[BUG] Received unsupported input type: <class 'dask_cudf.core.DataFrame'> when doing cuml_model.predict(X_test_dask) on Google Colab #3050

Open BioGeek opened 3 years ago

BioGeek commented 3 years ago

Describe the bug I used the rapidsai-csp-utils to install RAPIDS and related libraries on Google Colab. I also installed dask-cuda via conda. Then I copy/pasted and executed the code from the Random Forests Multi-node, Multi-GPU demo notebook.

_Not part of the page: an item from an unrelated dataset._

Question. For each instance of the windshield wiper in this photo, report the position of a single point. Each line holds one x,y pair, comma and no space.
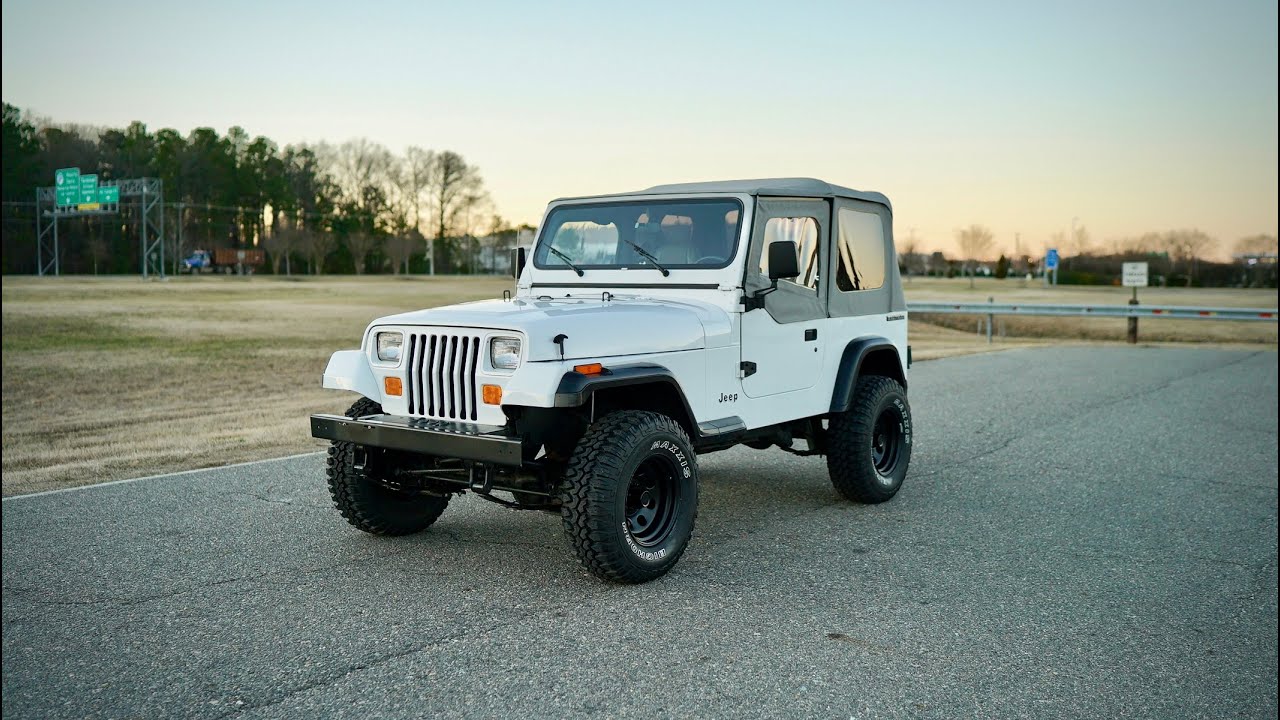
648,256
567,261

In the last cell, I get the error:

TypeError                                 Traceback (most recent call last)
<ipython-input-16-79cdc37bea3f> in <module>()
      1 skl_y_pred = skl_model.predict(X_test)
----> 2 cuml_y_pred = cuml_model.predict(X_test_dask).compute().to_array()
      4 # Due to randomness in the algorithm, you may see slight variation in accuracies
      5 print("SKLearn accuracy:  ", accuracy_score(y_test, skl_y_pred))

12 frames
cuml/ensemble/randomforestclassifier.pyx in cuml.ensemble.randomforestclassifier.RandomForestClassifier._predict_get_all()

/usr/local/lib/python3.6/site-packages/cuml/common/input_utils.py in convert_dtype()
    414     else:
--> 415         raise TypeError("Received unsupported input type: %s" % type(X))
    417     return X

TypeError: Received unsupported input type: <class 'dask_cudf.core.DataFrame'>

Steps/Code to reproduce bug

Execute the cells in this Google Colab notebook. The error happens in cell 16.

Expected behavior

cuml_model predicts the labels for X_test_dask.

Environment details (please complete the following information):

viclafargue commented 3 years ago

Thank you for opening the issue. It seems like you are running an up to date (0.17) notebook with RAPIDS softwares in version 0.14. This can unfortunately fail as API specifications change with different versions.

viclafargue commented 3 years ago

Maybe @Salonijain27 has more information on this?